Grouping “related predicates” into domains
A “related” problem to the problem of identifying when information is being reported on the same subject, is how to group predicates that are related to each other.
It’s desirable to group predicates into domains, because we would like to be able to rate an information source based on their domain knowledge. In other words, it’s not very useful for our trust network to rate Alice as being good at math, unless we can also classify the predicates we are trying to rate as being in the domain of math or not.
Classification of predicates into domains is also a very general problem in computer science with many possible solutions. One method that many Hive users are very familiar with is the process of adding tags as metadata to a post they create. In this case, we’re classifying the entire post as belonging to one or more domains.
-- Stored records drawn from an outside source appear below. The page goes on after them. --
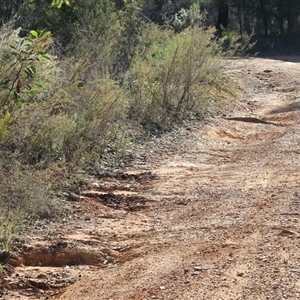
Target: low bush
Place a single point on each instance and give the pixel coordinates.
(171, 78)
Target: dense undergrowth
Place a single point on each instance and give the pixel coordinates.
(86, 109)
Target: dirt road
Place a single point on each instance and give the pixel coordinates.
(208, 212)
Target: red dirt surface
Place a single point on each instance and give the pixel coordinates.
(210, 211)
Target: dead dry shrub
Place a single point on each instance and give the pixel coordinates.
(171, 78)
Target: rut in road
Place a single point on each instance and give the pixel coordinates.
(225, 216)
(210, 211)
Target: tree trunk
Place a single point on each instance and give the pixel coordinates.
(222, 15)
(263, 10)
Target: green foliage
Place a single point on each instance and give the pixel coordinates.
(21, 58)
(83, 108)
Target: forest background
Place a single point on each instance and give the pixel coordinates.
(83, 84)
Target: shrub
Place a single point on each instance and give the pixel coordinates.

In a trust network, user-specified tags could serve as meta-predicates that assert domains to which a predicate belongs, along with associated probabilities that the predicate actually belongs to each of the specified domains.
Another issue that arises with domain representation is how to perform computations on predicates belonging to overlapping domains. If we assign separate judgment rating probabilities to Alice for math and biology, how does the trust network choose which judgment rating to apply when rating a predicate that has been grouped into both domains? Or does it use both in some way, since her ability to rate the predicate is arguably higher when she’s an expert in two domains that the predicate belongs to?
Reducing the scope of the problem: rating useful predefined predicates such as identity
I suppose that just the simple examples above will have given you some insight into the difficulties involved in knowledge representation, but the “good news” is we can often make simplifying assumptions, as long as we’re willing to limit the capabilities of our trust network.
As a starting point, we could simply predefine a set of “interesting” predicates for our trust network and group them into distinct non-overlapping domains. Later work could then focus on how to dynamically introduce new classes of predicates to be rated and how to handle overlapping domains.
For example, applying a network like this to Hive, we could use it to rate Hive accounts as subjects, and rate predicates such “account X is a real person”, “account X is a government-registered entity”, “account X is a plagiarist”, and “account X is an expert in STEM”. The latter predicate could be generalized to “account X is an expert in Y community”. Again, to avoid controversy, I want to point out that the ratings provided by such a trust network are individualized (and thus very decentralized), so it would serve as an aid to each user, but it would not act as a universal social scoring system.
Upcoming topics: creating and optimizing a web of trust
In this post, I’ve focused on some potential ways to create a probabilistic model of information to be rated by a web of trust. In future posts, we’ll continue to look into modeling issues, ways that computer can collect information to create a web of trust, ways to detect problems with a web of trust, using inference engines to infer new information about predicate subjects and detect contradictions, and methods of optimizing a trust network over time.